India: donne e religione nell’agenda nazionalista di Modi

Emanuela Mangiarotti
17 febbraio 2020

Uno sguardo attento all’intrecciarsi di questioni di genere e religione in India può far luce sulle dimensioni meno visibili ma fondamentali a sostenere il progetto di state-crafting e di leadership politica alla base delle recenti mosse del governo guidato da Narendra Modi. La recente assimilazione dell’ex stato del Jammu e Kashmir si collega in questo senso ad altre misure legislative che stanno caratterizzando l’agenda politica del secondo governo Modi. In entrambi i casi, sono in gioco diritti di cittadinanza, la costruzione di una nuova identità nazionale indiana e il suo impatto sui rapporti di forza a livello domestico e regionale.
 

La politica del governo Modi nel Kashmir 

Quello del Kashmir è un territorio esteso. Suddiviso in aree controllate rispettivamente da India (Jammu e Kashmir e Ladakh), Pakistan (Azad Kashmir e Gilgit Baltistan) e Cina (Aksai Chin), si trova da almeno 70 anni al centro di dispute territoriali, intrise di retoriche nazionaliste e orientate da interessi economici e strategici. Al contempo, la Valle del Kashmir, la parte più popolosa dell’ormai ex stato del Jammu e Kashmir è teatro – dalla fine degli anni Ottanta – di uno sfaccettato, altalenante e mai sopito movimento indipendentista.

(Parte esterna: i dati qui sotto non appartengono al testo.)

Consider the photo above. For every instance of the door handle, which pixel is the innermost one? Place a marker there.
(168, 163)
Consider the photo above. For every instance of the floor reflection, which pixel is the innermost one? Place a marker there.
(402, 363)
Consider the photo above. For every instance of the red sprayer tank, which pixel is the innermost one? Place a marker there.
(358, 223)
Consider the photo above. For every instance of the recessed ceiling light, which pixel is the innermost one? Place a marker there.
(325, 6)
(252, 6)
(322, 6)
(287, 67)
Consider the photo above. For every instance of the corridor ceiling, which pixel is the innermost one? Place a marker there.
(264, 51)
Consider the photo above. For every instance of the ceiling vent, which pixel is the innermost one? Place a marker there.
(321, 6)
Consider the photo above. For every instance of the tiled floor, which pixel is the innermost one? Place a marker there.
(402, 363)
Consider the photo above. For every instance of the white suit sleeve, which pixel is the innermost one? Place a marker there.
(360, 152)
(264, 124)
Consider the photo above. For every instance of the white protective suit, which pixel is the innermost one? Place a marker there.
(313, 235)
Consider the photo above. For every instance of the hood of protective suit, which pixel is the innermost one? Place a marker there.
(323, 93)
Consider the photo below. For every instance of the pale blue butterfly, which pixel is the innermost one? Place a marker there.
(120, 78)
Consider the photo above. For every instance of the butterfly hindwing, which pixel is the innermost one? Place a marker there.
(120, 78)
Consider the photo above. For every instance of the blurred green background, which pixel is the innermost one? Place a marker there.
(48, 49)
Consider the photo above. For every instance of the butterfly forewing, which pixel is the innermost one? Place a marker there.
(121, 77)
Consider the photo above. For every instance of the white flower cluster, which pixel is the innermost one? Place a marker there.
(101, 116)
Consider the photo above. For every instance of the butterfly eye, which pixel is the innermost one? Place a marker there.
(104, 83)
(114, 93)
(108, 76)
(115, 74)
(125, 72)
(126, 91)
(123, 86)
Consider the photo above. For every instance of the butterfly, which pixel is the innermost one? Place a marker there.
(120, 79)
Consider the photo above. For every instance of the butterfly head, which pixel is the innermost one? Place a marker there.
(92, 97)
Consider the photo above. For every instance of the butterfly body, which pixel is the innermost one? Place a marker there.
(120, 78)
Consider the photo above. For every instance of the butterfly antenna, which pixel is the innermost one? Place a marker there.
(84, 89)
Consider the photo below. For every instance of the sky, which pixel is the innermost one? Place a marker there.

Il 5 agosto 2019, il governo indiano guidato da Narendra Modi – leader del Bharatiya Janata Party, partito della destra nazionalista indù – ha revocato gli Articoli 370 e 35a della Costituzione. Questi attribuivano all’ex stato del Jammu e Kashmir uno statuto speciale che includeva una costituzione e una bandiera separate, posti riservati per impieghi pubblici e borse di studio e diritti di proprietà esclusivi per i nativi kashmiri. Quest’ultima clausola era volta a prevenire l’acquisto di terre da parte di indiani non kashmiri e preservare così i rapporti demografici nell’unico stato dell’Unione a maggioranza musulmana. Oltre alla revoca dei suddetti articoli, il 5 agosto il governo indiano ha cancellato lo stato dalla mappa politica, smembrandolo in due Union Territories (unità amministrative controllate direttamente dal governo centrale di New Delhi) del Jammu-Kashmir e Ladakh. La mossa è stata preceduta dall’evacuazione di turisti e pellegrini dalle zone turistiche dello stato, l’invio di un massiccio contingente di forze armate che si è andato ad aggiungere alla cospicua presenza già esistente, l’imposizione del coprifuoco, l’oscuramento di tutti i mezzi di comunicazione telefonica e internet e l’arresto preventivo di esponenti di spicco della politica, della cultura e della società civile.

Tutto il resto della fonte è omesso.